My use for port forwarding is to use it with qBittorrent. Once Gluetun uses NAT-PMP to forward a port, it keeps the same port forwarded. If your internet connection drops or you restart the Gluetun container, the qBittorrent listen port is still on the previous forwarded port. Therefore, we need a way to update the listen port. I have provided my bash script below where I run the script every 5 minutes via a cronjob. The Github issue talking about NAT-PMP implementation for ProtonVPN has a few users describing their method to update the listen port on qBittorrent so it’s worth a read to see what works best for you and if needed, you can always modify the script/s or create one.

My script to change listen port on qBittorrent

Uses curl and jq. Runs every 5 minutes with a cronjob.

#!/bin/bash

# Configuration variables - change this for your setup
gluetun_container_name="GLUETUN_CONTAINER_NAME"
qbittorrent_container_name="QBITTORRENT_CONTAINER_NAME"
gluetun_origin="http://GLUETUN_IP:GLUETUN_HTTP_CONTROL_SERVER_PORT"
qb_origin="http://QBITTORRENT_IP:QBITTORRENT_WEBUI_PORT"
####################################################################

# Arrays for URLs
declare -A gluetun_urls=(
  ["pub_ip"]="$gluetun_origin/v1/publicip/ip"
  ["portforwarded"]="$gluetun_origin/v1/openvpn/portforwarded"
)

declare -A qbittorrent_urls=(
  #used for getting and setting listen_port
  ["prefs"]="$qb_origin/api/v2/app/preferences"
  ["setPrefs"]="$qb_origin/api/v2/app/setPreferences"
)


# Function to check if a Docker container is running
is_container_running() {
  local container_name="$1"
  docker inspect -f '{{.State.Running}}' "$container_name" 2>/dev/null
 # echo "Container $container_name status: $status"
}

get_vpn_external_ip() {
  local url="$1"
  curl -s "$url" | jq -r .'public_ip'
}

# Function to send a GET request and extract the port from the response
get_port_from_url() {
  local url="$1"
  local port_key

  # Try 'port' key first
  port_key=$(curl -s "$url" | jq -r '.port')

  if [ "$port_key" == "null" ]; then
    # If 'port' key is null, try 'listen_port' key
    port_key=$(curl -s "$url" | jq -r '.listen_port')
  fi

  echo "$port_key"
}

# Function to send a POST request with JSON data
send_post_request() {
  local url="$1"
  local port="$2"
  curl -s -X POST -d json={\"listen_port\":$port} "$url"
}

# Outputs container names
echo "Gluetun container name: $gluetun_container_name - Gluetun Origin URL: $gluetun_origin"
echo "qBittorrent container name: $qbittorrent_container_name - qBittorrent Origin URL: $qb_origin"

# Check if both containers are running
if [[ $(is_container_running "$gluetun_container_name") == $(is_container_running "$qbittorrent_container_name") ]]; then
  echo "Both Gluetun and qBittorrent containers are running.
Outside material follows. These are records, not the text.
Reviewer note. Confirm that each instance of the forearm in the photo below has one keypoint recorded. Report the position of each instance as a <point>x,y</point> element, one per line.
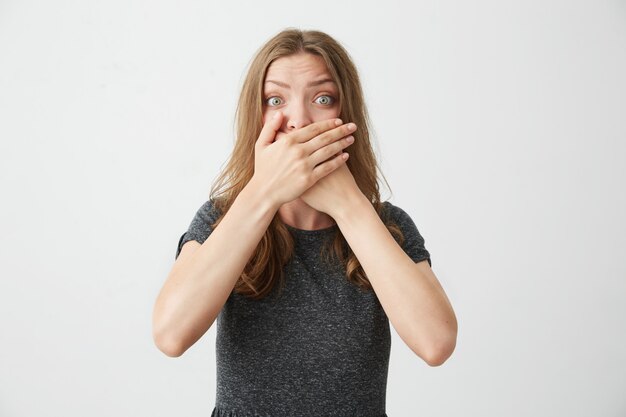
<point>409,292</point>
<point>199,285</point>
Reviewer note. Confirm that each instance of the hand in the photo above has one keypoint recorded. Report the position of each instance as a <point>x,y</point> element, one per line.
<point>336,190</point>
<point>286,165</point>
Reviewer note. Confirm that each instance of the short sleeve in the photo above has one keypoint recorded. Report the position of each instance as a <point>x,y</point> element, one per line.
<point>200,226</point>
<point>414,244</point>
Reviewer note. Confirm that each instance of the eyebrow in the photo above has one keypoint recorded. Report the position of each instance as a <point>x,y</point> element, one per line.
<point>311,84</point>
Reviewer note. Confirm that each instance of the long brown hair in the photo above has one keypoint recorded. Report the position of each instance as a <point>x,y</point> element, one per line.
<point>265,267</point>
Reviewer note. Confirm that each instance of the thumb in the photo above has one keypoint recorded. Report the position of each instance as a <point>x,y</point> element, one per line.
<point>268,133</point>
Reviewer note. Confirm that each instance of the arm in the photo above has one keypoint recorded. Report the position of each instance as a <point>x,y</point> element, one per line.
<point>203,276</point>
<point>409,292</point>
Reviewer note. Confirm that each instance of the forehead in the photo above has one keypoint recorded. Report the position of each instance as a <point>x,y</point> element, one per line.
<point>298,65</point>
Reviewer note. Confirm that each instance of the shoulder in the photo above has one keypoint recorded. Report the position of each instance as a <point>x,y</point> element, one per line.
<point>207,213</point>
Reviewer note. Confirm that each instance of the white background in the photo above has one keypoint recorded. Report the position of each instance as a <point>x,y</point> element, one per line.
<point>500,126</point>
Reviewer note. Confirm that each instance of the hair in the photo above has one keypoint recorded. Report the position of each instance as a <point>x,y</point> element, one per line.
<point>264,269</point>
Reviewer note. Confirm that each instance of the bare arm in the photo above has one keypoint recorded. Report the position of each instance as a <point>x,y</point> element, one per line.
<point>203,276</point>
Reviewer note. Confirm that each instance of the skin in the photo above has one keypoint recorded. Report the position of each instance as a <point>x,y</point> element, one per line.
<point>298,175</point>
<point>409,292</point>
<point>301,105</point>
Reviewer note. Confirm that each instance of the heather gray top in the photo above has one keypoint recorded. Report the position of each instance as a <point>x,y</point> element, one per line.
<point>320,349</point>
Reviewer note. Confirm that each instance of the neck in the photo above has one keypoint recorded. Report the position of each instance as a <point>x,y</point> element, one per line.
<point>300,215</point>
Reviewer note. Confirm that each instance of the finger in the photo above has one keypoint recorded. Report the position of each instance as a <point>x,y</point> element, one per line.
<point>331,150</point>
<point>326,168</point>
<point>314,129</point>
<point>268,133</point>
<point>329,137</point>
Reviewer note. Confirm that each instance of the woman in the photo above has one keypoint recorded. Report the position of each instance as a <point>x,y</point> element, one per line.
<point>296,256</point>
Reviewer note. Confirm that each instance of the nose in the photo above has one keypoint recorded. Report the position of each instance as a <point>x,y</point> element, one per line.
<point>297,116</point>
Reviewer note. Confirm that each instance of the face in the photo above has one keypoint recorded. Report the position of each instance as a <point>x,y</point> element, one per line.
<point>301,87</point>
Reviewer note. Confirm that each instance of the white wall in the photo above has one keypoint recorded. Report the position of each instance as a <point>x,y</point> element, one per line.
<point>501,129</point>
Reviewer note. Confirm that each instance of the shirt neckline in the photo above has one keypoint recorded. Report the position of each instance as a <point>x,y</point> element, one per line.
<point>317,232</point>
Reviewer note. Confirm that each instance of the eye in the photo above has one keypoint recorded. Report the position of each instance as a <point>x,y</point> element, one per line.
<point>326,100</point>
<point>271,103</point>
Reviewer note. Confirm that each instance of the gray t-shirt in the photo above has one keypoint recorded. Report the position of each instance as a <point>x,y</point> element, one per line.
<point>319,349</point>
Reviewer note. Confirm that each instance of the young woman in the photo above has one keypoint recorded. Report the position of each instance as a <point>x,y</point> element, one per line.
<point>296,256</point>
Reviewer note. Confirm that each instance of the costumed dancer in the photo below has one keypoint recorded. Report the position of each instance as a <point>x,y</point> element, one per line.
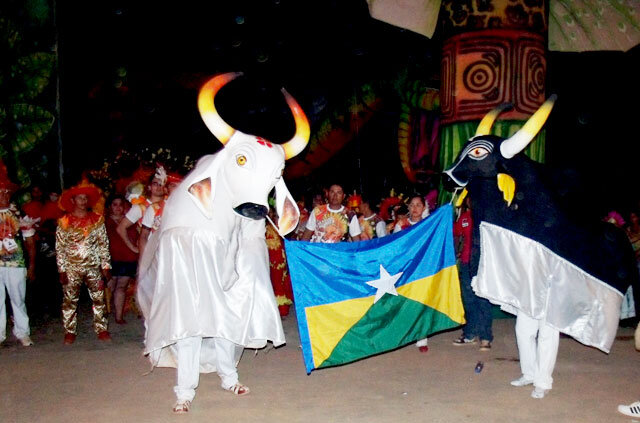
<point>532,259</point>
<point>13,269</point>
<point>204,283</point>
<point>82,254</point>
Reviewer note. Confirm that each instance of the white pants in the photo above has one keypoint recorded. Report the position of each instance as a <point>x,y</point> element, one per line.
<point>537,356</point>
<point>188,371</point>
<point>14,280</point>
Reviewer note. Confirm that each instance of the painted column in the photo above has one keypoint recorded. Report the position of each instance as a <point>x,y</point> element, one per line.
<point>494,51</point>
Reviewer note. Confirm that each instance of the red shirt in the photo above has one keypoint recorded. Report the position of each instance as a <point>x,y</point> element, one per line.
<point>464,228</point>
<point>117,247</point>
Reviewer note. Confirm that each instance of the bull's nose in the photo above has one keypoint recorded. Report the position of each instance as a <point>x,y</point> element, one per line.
<point>252,211</point>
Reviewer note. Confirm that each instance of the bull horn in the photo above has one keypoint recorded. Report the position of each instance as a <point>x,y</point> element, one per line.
<point>519,141</point>
<point>218,127</point>
<point>484,128</point>
<point>300,139</point>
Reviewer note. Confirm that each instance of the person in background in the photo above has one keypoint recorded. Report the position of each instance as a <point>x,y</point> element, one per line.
<point>477,310</point>
<point>417,211</point>
<point>139,205</point>
<point>332,222</point>
<point>153,215</point>
<point>371,225</point>
<point>124,262</point>
<point>35,205</point>
<point>14,270</point>
<point>278,269</point>
<point>82,255</point>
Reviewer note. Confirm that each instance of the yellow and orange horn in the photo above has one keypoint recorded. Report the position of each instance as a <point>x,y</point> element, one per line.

Continuing."

  external_ip=$(get_vpn_external_ip "${gluetun_urls["pub_ip"]}")
  if [ -z "$external_ip" ]; then
    echo "External IP is empty. Exiting script due to potential VPN or internet connection issue."
    exit 1
  else
    echo "External IP is $external_ip therefore VPN is up"
  fi

  gluetun_port=$(get_port_from_url "${gluetun_urls["portforwarded"]}")
  qbittorrent_port=$(get_port_from_url "${qbittorrent_urls["prefs"]}")
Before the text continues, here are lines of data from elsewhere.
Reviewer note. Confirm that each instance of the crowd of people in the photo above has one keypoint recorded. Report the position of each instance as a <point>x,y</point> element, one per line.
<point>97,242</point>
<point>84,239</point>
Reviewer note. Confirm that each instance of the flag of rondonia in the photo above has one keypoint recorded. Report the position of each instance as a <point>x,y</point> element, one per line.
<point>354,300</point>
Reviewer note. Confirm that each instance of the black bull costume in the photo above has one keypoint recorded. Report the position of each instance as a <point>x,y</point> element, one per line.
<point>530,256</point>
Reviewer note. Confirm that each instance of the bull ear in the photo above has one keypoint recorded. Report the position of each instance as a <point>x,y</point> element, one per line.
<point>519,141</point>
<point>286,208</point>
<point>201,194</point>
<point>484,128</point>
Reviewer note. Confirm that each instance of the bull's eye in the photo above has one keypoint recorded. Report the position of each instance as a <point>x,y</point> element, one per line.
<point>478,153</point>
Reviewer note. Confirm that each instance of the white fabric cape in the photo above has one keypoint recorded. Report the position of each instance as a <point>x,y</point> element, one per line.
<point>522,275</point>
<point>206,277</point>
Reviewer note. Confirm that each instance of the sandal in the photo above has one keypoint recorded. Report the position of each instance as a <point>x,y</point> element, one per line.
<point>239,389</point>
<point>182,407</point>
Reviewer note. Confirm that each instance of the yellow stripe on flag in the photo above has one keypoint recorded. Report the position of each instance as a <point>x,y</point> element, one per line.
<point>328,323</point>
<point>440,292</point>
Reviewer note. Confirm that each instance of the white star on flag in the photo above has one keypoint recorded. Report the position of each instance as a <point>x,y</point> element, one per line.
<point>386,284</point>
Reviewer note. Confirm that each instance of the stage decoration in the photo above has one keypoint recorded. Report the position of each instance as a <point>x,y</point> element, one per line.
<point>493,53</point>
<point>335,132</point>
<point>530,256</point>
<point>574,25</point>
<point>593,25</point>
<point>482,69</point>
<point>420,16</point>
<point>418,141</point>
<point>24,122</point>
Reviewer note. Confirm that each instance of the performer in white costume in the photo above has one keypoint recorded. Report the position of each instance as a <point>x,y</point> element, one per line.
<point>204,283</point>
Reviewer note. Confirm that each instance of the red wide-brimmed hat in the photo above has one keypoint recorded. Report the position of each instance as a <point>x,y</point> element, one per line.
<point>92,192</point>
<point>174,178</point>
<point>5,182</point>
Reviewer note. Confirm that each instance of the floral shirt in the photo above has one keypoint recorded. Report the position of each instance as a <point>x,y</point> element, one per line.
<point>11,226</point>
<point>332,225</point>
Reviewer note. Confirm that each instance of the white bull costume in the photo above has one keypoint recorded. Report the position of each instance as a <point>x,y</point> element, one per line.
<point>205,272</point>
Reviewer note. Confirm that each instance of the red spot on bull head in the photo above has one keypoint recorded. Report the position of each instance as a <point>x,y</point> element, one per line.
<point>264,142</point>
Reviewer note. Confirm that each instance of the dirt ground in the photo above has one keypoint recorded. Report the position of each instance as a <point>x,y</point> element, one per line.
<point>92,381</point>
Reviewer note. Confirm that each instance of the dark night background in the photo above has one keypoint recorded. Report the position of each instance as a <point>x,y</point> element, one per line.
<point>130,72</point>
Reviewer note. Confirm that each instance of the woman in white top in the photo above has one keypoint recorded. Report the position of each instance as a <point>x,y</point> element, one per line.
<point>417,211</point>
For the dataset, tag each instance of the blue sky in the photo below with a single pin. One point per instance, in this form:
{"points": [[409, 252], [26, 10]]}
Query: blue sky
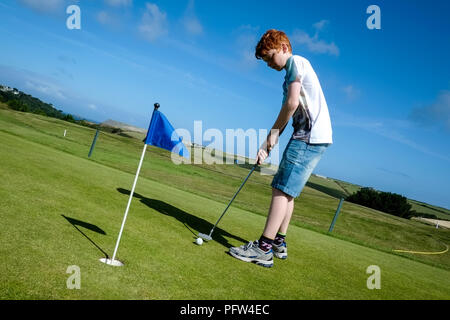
{"points": [[388, 90]]}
  echo "Gluetun forwarded port is $gluetun_port"
  echo "qBittorrent listen port is $qbittorrent_port"
  if [ "$gluetun_port" -eq "$qbittorrent_port" ]; then
    echo "qBittorrent listen port is already set to $qbittorrent_port. No need to change. Exiting script."
  else
    echo "Updating qBittorrent listen port to Gluetun forwarded port $gluetun_port."
    send_post_request "${qbittorrent_urls["setPrefs"]}" "$gluetun_port"
    qbittorrent_port=$(get_port_from_url "${qbittorrent_urls["prefs"]}")
    echo "qBittorrent listen port updated to $qbittorrent_port. Exiting script."
  fi
else
  echo "Either Gluetun or qBittorrent container is not running. Exiting script."
fi

We should now be setup using Gluetun for VPN connectivity to ProtonVPN as well as having other containers using the Gluetun container for network connectivity.